Intralesional electrical pattern consists in continuous rhythmic or pseudo-rhythmic spikes, which frequency varies between 0.5 to 10 Hz (usually 1-3 Hz) without identifiable background activity, or pseudo-periodic bursts of spikes interrupted by suppression of activity for few seconds. These rhythmic spike discharges (RSD) have proven to be a marker of the dysplastic tissue. RSD are not suppressed by Diazepam IV injection whereas fast rhythms are recorded on non-dysplastic areas. They are recorded on areas larger than FCD during NREM sleep and after ictal discharges. RSD can be recorded on scalp EEG in 30-50% of the cases during waking, and up to 65% during sleep.
Ictal onset pattern is typically characterized by a brief acceleration of spikes preceding a low voltage fast discharge. In the post-ictal phase, a focal depression combined with an early reappearance of rhythmic spikes corresponds to the epileptogenic zone (EZ) and the FCD localisation. Low frequency stimulation (1Hz) can elicit seizures when performed within the FCD, consistent with a low epileptogenic threshold. All these interictal and ictal neurophysiological criteria obtained with SEEG allow to delineate accurately the dysplastic tissue and the EZ.

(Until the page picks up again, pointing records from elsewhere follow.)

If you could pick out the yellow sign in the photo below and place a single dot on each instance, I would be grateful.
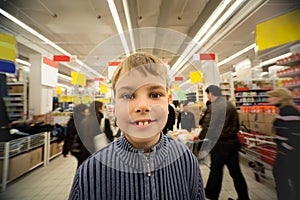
(278, 31)
(65, 99)
(86, 99)
(58, 90)
(76, 100)
(195, 77)
(78, 78)
(176, 87)
(103, 88)
(7, 47)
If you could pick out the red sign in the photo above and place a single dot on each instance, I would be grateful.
(207, 56)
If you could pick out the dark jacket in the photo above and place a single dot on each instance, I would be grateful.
(171, 120)
(287, 128)
(90, 127)
(221, 116)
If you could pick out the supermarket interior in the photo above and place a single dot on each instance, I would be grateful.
(55, 55)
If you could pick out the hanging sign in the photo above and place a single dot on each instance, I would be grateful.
(78, 78)
(7, 53)
(278, 31)
(49, 72)
(103, 88)
(196, 77)
(61, 58)
(112, 66)
(205, 56)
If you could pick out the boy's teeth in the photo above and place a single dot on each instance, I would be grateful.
(140, 123)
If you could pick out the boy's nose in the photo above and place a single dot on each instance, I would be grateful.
(143, 108)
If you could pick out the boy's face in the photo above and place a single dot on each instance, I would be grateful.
(141, 105)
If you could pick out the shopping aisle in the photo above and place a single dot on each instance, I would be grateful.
(53, 182)
(44, 183)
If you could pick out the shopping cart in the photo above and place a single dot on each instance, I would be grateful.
(260, 150)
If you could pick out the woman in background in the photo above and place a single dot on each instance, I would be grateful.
(287, 129)
(72, 141)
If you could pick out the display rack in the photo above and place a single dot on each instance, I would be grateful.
(291, 75)
(22, 155)
(16, 101)
(254, 93)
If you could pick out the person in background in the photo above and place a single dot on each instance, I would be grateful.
(225, 151)
(143, 163)
(287, 129)
(186, 119)
(171, 119)
(91, 125)
(72, 141)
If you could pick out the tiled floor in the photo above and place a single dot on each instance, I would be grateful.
(53, 182)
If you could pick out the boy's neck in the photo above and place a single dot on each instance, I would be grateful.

On scalp EEG, the typical interictal and ictal pattern can be observed similarly to intracranial recordings in about half of the cases. However, it can be missed in some locations, especially in mesial extratemporal areas and in the insula.
In this presentation, we will discuss the correspondence between intracranial and scalp EEG and the role of sleep recordings for FCD localisation. Overall, we will interpret the scalp EEG features in light of neurophysiological information provided by SEEG in FCD type 2. The final goal of this comparison is to recognize the typical FCD signature on scalp EEG without invasive monitoring, whenever possible.